Recently, I read that before starting a long self-improvement journey (a recovery, developing new skills, etc), it's essential to nail down your "why?". Your why is what keeps you going when you feel like giving up, when you don’t have time, when you start making excuses, etc. It reminds you of the reasons why you started the journey in the first place, and helps you keep going.
This approach can also be adapted to companies who are moving towards a data mesh
Implementing a data mesh is an organizational journey, not a personal one. But it’s long and arduous enough that you should have your why pinned down.
Why should you enable self-service? Why should you treat data as a product?
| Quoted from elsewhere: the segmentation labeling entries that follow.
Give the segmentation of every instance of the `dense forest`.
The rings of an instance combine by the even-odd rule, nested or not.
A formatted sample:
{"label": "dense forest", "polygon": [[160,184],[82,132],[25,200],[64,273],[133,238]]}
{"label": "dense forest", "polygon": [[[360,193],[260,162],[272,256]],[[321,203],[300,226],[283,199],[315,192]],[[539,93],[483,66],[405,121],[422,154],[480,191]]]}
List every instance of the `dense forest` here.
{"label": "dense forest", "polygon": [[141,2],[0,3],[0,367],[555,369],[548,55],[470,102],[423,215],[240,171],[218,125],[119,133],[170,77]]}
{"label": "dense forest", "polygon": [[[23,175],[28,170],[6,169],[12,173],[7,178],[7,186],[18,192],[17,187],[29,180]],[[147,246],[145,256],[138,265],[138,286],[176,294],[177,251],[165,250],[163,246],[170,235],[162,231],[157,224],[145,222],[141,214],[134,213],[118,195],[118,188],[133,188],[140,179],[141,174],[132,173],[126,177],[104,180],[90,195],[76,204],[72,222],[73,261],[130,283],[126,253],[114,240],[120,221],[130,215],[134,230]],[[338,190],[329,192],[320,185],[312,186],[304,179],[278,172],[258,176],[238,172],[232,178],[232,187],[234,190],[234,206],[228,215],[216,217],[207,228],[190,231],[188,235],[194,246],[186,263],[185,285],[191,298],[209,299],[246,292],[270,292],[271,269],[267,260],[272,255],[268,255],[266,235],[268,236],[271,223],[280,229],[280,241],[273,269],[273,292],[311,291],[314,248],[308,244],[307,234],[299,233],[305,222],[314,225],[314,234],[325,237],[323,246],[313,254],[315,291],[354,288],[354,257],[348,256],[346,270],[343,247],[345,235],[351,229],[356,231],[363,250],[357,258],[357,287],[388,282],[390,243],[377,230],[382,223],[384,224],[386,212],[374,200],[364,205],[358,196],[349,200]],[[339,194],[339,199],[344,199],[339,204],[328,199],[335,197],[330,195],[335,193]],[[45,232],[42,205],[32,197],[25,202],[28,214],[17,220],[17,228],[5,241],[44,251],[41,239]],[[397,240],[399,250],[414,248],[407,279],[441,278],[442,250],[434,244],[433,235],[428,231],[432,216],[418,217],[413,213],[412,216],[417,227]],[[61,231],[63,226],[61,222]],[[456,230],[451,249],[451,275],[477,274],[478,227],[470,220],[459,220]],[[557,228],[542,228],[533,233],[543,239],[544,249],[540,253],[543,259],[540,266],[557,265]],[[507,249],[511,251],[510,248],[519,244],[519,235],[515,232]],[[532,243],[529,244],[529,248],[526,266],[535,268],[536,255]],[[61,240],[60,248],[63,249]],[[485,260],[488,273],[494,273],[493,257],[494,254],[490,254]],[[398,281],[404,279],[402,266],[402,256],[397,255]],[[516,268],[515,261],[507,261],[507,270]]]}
Why is it all worth it?
There's plenty of literature on data mesh, yet much of it falls short in precisely articulating the tangible business value derived from transitioning to a data mesh architecture.
"Data mesh enables the construction of more scalable systems."
"Data mesh dismantles existing silos."
"Data mesh eliminates data team bottlenecks."
These answers often pop up when asking, "Why should I move to a data mesh?" And, yes, they're valid. But they're also kind of fuzzy. And fuzzy stuff just doesn't cut it when you're thinking about jumping into a long, transformational journey. It’s not a solid enough “why”.
This article aims to pin down the tangible value of data mesh. To be honest, it's a tough one to write. For most companies that have started their data mesh journey, it's still too soon to see tangible results.
Big names like Hellofresh or Blablacar have shared their data mesh experiences, but their journeys aren't over yet. However, I've managed to compile examples of the tangible business impact data mesh can deliver.
Data mesh forces organizations to think of data from the use case and business value down to the data, not the other way around” - Forrester, ‘Data Mesh in 2023 and Beyond’
There are three aspects of your organization that a data mesh infrastructure should impact: data discovery, operational efficiency, and data quality.
For each aspect, I'll point out the metrics you should expect to see improve after implementing a data mesh. Whenever possible, I'll use real-life company examples or survey findings to give you an idea of what you might expect for your own organization.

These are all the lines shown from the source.